This repo includes the files (jupyter notebooks) for the interpretation of two deep neural networks capable of classifying 0-9 digits based on the images belonging to the MNIST dataset, and ten categories (including "airplane", "automobile", "bird", "cat", "deer", "dog", "frog", "horse", "ship", and "truck") of the CIFAR10 dataset.
The project includes some phases:
-
Training neural networks on the datasets [Code]
In this phase, I trained two deep neural networks. One of them was trained on the MNIST dataset of images, and the other one on CIFAR10. Both of the neural networks achieve accuracy greater than 93% both on the training and testing datasets. I was curious to see if the networks had really learned to extract a good set of features, and operated based on them.
-
Implementing interpretability methods [Code]
To answer the question of the previous phase, I implemented three interpretability methods including LIME, Kernel SHAP (KSHAP), and Layer-wise Relevance Propagation (LRP)
-
Comparing methods based on visualization [Code]
Note that each of the two datasets include 10 categories of images. For each dataset, 3 pictures were chosen from each category, randomly. Then, the 30 resulting images were passed to the neural nets, and their interpretability results were generated by the three methods (LIME, KSHAP, and LRP). The results suggest that the LRP method performs far better than the other two methods. This might be related to the fact that this method is specialized for the deep neural networks.
-
Comparing methods based on the models [Code]

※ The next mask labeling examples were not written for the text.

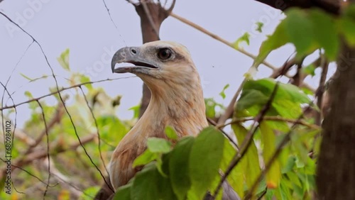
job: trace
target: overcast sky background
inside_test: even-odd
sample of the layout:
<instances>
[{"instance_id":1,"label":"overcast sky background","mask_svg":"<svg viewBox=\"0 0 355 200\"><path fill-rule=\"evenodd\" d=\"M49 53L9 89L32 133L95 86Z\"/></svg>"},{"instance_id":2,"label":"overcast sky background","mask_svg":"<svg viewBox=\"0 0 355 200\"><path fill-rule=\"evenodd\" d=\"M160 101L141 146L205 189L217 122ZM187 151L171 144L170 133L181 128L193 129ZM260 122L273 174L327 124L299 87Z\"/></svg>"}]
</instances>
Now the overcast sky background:
<instances>
[{"instance_id":1,"label":"overcast sky background","mask_svg":"<svg viewBox=\"0 0 355 200\"><path fill-rule=\"evenodd\" d=\"M112 55L119 48L141 45L139 17L133 6L124 0L106 0L106 3L117 28L111 21L103 1L99 0L4 0L0 4L0 11L19 23L40 43L55 74L59 76L60 86L65 87L67 84L65 78L69 77L69 74L60 66L57 57L66 48L70 50L72 71L86 74L93 81L132 76L113 74L110 62ZM249 32L250 46L243 44L243 47L254 55L266 38L266 35L272 33L284 17L280 11L253 0L177 0L173 12L231 42ZM257 21L264 23L262 33L255 30ZM15 102L27 100L24 96L26 91L31 91L35 97L49 93L48 87L55 86L53 78L28 83L28 80L20 75L23 73L36 78L51 74L38 46L32 44L25 53L31 38L2 16L0 24L0 81L5 84L14 70L7 89L10 93L15 92L12 96ZM173 17L163 22L160 38L187 47L200 73L204 96L214 97L225 105L230 101L243 79L243 74L253 62L252 59ZM279 67L293 50L293 46L287 46L271 54L267 60ZM261 67L257 77L265 77L270 73L270 70ZM230 87L226 91L226 98L222 99L218 94L226 84ZM117 114L123 118L132 117L133 112L129 109L141 101L141 79L123 79L95 84L94 87L102 87L112 96L122 95ZM2 94L1 87L0 94ZM5 95L6 104L12 105L8 98ZM50 104L51 101L55 102L53 99L46 99ZM30 117L28 106L25 104L17 108L20 127Z\"/></svg>"}]
</instances>

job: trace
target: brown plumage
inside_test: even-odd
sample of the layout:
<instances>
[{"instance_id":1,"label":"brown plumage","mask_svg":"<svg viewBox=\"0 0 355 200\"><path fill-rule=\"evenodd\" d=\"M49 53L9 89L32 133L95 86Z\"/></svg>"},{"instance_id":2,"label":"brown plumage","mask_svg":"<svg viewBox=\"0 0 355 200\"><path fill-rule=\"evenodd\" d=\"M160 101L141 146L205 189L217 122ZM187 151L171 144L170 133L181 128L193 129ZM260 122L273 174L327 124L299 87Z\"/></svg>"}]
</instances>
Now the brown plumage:
<instances>
[{"instance_id":1,"label":"brown plumage","mask_svg":"<svg viewBox=\"0 0 355 200\"><path fill-rule=\"evenodd\" d=\"M116 63L124 66L115 67ZM133 169L132 163L146 150L148 138L166 138L167 126L173 127L180 138L196 135L208 123L200 77L185 46L155 41L124 48L115 53L111 67L115 73L136 74L152 94L147 110L111 159L110 179L116 189L141 170Z\"/></svg>"}]
</instances>

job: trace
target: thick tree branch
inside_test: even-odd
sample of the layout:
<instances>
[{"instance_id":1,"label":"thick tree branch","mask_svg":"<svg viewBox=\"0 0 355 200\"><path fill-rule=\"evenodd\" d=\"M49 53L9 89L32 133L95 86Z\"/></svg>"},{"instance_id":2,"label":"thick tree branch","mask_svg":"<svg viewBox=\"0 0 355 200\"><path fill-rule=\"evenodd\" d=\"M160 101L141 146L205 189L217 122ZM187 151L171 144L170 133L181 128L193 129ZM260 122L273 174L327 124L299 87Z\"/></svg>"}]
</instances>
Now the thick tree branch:
<instances>
[{"instance_id":1,"label":"thick tree branch","mask_svg":"<svg viewBox=\"0 0 355 200\"><path fill-rule=\"evenodd\" d=\"M355 199L355 48L342 43L338 76L329 89L330 111L323 121L317 176L320 199Z\"/></svg>"},{"instance_id":2,"label":"thick tree branch","mask_svg":"<svg viewBox=\"0 0 355 200\"><path fill-rule=\"evenodd\" d=\"M255 0L268 5L274 9L285 11L291 7L309 9L317 7L329 13L339 14L340 11L339 1L332 0Z\"/></svg>"}]
</instances>

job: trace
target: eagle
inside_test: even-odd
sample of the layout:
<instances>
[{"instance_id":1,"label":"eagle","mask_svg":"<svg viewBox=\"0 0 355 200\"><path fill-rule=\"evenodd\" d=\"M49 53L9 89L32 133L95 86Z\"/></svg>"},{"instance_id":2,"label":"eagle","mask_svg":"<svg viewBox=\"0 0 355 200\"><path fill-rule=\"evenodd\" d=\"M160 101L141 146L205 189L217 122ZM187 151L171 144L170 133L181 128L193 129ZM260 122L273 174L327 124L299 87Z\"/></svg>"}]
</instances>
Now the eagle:
<instances>
[{"instance_id":1,"label":"eagle","mask_svg":"<svg viewBox=\"0 0 355 200\"><path fill-rule=\"evenodd\" d=\"M111 69L114 73L136 74L151 91L146 112L121 140L111 158L110 181L116 189L141 170L133 168L132 164L147 148L148 138L166 138L168 126L175 130L179 138L197 135L208 126L208 122L200 76L184 45L158 40L123 48L114 54ZM230 187L226 189L231 191ZM224 194L224 199L239 197L236 194Z\"/></svg>"}]
</instances>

In this phase, I tried to compare the methods based on the degradation of accuracy the cause for the models. More specifically, I first generated an unreal testing set based on the real one. This was done by taking the top 20% of the most important pixels of each image, and replacing it by 0 or 255 (a kind of salt and pepper noise was added to the testing dataset while keeping only a small percentage of the most important pixels unchanged). After feeding each network with only 20% of the useful information, its accuracy on the new testing set was calculated. Note that "the most important pixels" were determined by the three previously mentioned interpretability methods (they are not necessarily correct though! right?).
-
Interpretability in Bayesian Neural Networks [Code]
The last step includes training a bayesian neural net. This network's architecture is much simpler than the previous ones (only includes some linear layers nonlinearized by "ReLU" activations). However, the weights and biases in this network are assumed to be random variables each coming from the Normal distribution. The mean and variance of these distributions were tuned during the training.
Please cite this github repo in your publication if you are using "Interpretable Image Classifiers" (IIC) in your research:
@misc{iic2021,
author={Malekzadeh, Arman},
title = {Interpretable Image Classifiers},
year = {2021},
publisher = {GitHub},
journal = {GitHub repository},
howpublished = {\url{https://github.com/arm-on/interpretable-image-classification/}},
}
For now, a complete report is available for the project in Persian (check the "report" folder). An English version of the report might be added later.